The discriminatory loopholes insurers created cause significant harm to us as one of the most vulnerable communities in Hawaii due to historical and systemic discrimination. For transgender people who do not receive affirming care, care that cisgender people receive, the costs are our mental health, well-being, and even our lives.
Despite the positive progress of the Gender Affirming Treatment Act at the Legislature, private insurers continue to try to undermine the anti-discrimination protections of the bill. Multimillion-dollar for-profit insurers in the state have the nerve to claim in testimony that there are additional “costs” to stop discriminating against us. They pretend their decisions and unsubstantiated policies aren’t deadly and still show up at Honolulu Pride as “allies.” These insurers ignore all of the research that demonstrates there are zero or very minimal (e.g., $0.01) “costs” for providing gender-affirming care. And they ignore that the bill is simply stopping them from discriminating.
Further, during this legislative session, insurers have updated their gender identity services policies to make them more discriminatory. For instance, one insurer changed its policy language from gender confirmation to genital confirmation surgery and now requires pre-certification for hair removal. These language and policy changes invoke the ignorant and transphobic ideology that harms transgender people.
While we are not surprised by these tactics — Washington state saw a similar underhanded response to their Gender Affirming Treatment Act (2021) from insurers — we know we don’t deserve this kind of cruel treatment. We also know if insurers treat us this way, they will also treat other people seeking medical care however they want even if it is hateful and discriminatory.

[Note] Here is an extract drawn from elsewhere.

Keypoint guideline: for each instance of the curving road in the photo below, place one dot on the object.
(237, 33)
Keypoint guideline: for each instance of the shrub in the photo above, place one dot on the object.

Fortunately, we have many strong supporters. Mahalo to the organizations and community members who have gotten the Gender Affirming Treatment this far at the Legislature. Organizations such as the Hawaii Health and Harm Reduction Center, the Democratic Party of Hawaii, Hawaii Public Health Institute, Af3irm Hawaii, North Shore Koolau Diversity Collective, and several religious organizations demonstrate the power of community organizing together.
We also thank the collaborative leadership of Sens. Rosalyn Baker and Karl Rhoads and Rep. Ryan Yamane. We especially thank Rep. Aaron Ling Johanson for introducing the House version and Sen. Chris Lee for introducing the Senate version of the Gender Affirming Treatment Act. We hope, that if the bill passes the Legislature, the governor will sign it into law.
We believe everyone deserves health care and we think that House Bill 2405 is a step toward recognizing that truth for transgender people now. We invite you to join us as we fight for the health care that we need as transgender people in Hawaii by supporting House Bill 2405.